MAVİ YEŞİL dergisi bugüne kadar özel sayı çıkardı mı?

 

Rutinin dışında birkaç sayı yaptık ancak onlara “özel sayı” demek yerine dosya konulu sayı diyebiliriz. Tevfik Fikret, Tanpınar, Sabahattin Eyüboğlu ve Esendal eksenli saylarımız bu kapsamda görülmelidir. Bunun, eksikliğimiz hanesine yazılması gerekir. Temmuz-Ağustos 2016 tarihli 100. sayımız bizim için “özel” bir sayıdır. Yüz sayfa olarak yayımlanan bu sayımızda, edebiyat yazıları yanında dergide adı geçmiş pek çok kişinin dergiyle ilgili görüşlerine de yer verilmiştir. 

 

Dergiler kültür sanatın lokomotif görevini üstlenmekte.

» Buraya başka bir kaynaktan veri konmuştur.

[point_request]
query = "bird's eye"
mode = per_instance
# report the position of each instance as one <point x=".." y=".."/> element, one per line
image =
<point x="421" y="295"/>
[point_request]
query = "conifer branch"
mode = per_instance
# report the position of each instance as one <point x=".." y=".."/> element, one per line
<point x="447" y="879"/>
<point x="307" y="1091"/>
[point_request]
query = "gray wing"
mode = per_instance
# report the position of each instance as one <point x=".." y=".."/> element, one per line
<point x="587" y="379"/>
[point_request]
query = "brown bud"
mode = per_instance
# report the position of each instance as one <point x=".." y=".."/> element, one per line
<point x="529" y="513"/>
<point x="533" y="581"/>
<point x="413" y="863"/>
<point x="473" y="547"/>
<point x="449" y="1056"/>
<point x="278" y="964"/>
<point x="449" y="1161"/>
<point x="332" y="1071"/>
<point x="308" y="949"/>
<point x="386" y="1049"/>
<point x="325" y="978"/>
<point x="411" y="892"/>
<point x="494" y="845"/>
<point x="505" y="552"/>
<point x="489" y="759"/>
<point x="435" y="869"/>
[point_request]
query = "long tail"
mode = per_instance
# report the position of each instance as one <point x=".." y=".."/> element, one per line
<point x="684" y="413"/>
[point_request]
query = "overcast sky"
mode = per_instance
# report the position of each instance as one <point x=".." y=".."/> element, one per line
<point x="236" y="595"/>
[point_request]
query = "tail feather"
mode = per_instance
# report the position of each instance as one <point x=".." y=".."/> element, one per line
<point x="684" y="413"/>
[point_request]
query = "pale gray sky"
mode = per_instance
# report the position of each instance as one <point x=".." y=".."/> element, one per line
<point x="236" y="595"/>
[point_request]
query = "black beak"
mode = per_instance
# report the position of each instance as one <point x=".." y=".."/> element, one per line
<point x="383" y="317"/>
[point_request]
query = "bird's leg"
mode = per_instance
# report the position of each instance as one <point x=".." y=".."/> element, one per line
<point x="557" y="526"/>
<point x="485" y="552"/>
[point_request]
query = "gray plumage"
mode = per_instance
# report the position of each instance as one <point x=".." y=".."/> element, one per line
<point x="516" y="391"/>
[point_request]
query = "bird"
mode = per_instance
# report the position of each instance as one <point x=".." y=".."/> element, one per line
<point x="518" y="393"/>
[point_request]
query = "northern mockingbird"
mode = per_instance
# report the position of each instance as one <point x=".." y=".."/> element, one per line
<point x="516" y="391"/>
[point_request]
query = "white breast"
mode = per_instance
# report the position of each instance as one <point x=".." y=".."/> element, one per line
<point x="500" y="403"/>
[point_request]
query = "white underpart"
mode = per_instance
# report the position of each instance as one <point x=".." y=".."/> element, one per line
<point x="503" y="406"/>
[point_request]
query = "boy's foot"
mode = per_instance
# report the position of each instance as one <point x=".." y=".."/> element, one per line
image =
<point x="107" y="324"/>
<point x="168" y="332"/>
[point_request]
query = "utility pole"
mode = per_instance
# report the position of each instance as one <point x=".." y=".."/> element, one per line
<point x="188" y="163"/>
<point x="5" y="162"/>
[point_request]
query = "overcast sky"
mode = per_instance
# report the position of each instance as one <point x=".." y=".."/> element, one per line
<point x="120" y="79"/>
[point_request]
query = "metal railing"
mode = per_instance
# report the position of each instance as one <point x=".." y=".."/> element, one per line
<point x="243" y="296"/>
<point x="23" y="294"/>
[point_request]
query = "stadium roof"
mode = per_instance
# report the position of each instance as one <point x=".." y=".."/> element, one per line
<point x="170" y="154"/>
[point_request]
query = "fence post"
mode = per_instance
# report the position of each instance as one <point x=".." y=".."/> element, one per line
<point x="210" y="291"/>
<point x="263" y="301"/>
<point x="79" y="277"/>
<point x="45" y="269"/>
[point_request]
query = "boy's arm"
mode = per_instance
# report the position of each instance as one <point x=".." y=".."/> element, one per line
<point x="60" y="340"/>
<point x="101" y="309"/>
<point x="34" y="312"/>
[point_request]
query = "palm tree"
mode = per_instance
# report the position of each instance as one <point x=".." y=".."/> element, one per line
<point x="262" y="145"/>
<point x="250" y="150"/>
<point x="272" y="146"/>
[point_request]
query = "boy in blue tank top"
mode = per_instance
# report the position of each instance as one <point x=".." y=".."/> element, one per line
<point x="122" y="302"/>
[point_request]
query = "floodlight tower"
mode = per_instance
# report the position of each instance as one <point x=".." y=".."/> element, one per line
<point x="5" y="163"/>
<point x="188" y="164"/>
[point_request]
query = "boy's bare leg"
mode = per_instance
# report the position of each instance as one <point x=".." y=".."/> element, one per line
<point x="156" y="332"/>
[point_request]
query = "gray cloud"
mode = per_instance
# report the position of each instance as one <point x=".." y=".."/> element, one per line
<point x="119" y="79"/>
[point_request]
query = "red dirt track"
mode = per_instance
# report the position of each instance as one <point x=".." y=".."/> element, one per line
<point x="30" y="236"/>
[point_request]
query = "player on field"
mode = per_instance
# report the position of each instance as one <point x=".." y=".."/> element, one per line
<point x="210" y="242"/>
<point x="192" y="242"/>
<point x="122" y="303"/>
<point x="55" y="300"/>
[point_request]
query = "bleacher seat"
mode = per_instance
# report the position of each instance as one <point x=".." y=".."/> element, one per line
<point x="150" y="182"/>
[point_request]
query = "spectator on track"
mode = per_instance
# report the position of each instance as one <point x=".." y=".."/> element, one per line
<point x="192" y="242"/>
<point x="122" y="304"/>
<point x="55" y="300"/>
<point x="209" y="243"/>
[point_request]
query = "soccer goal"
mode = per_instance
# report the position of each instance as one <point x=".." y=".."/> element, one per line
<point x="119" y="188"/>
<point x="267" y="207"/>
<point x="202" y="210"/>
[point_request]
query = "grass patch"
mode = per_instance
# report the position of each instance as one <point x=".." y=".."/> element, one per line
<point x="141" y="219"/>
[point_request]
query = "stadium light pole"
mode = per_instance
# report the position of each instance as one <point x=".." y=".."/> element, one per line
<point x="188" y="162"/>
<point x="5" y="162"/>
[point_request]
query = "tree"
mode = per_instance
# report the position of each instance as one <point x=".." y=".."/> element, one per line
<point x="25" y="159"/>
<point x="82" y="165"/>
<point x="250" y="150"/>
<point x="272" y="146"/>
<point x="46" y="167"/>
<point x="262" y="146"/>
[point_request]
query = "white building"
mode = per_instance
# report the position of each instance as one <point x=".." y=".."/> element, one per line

MAVİ YEŞİL dergisinin bu amaçla yaptığı etkinlik ve çalışmalar var mıdır?

 

Gündeminde hiçbir dönem sanatın ve edebiyatın yer alamadığı, edebiyat ortamı güdük bir toplumda, arkasına vagon/lar takabilecek lokomotifler yok gerçekte. Bu nahoş durum, Mavi Yeşil için olduğu kadar kendilerini “bir şey” gören edebiyat dergileri için de böyle ne yazık ki. Uzun yıllar, her yılın ilk günlerinde dergi adına “yaş günü” düzenledik. Edebiyat ilgililerine -halka mı demeli yoksa- açık bu toplantılara, ulaşabilecek okurlarımızı ve yazarlarımızı çağırdık, samimi bir ortamda birbirimizi dinledik. Yazarlarımızın banka hesap numaralarını soramadık bir türlü ancak bu yaş günlerinde yazarlarımızı kitaplarla ödüllendirdik. Bu küçük şehirde, dergi adına “çay” ve “yemek” beraberliklerimiz oluyor aralıklarla. Bu tür mütevazı etkinliklerde sanat edebiyat ilgililerinin yüz yüze görüşmelerine ortam hazırlıyoruz ki bu, çöl ortasında vaha bugünlerde.

 

Ülkemizdeki dergiciliğin en belirgin sıkıntıları nelerdir?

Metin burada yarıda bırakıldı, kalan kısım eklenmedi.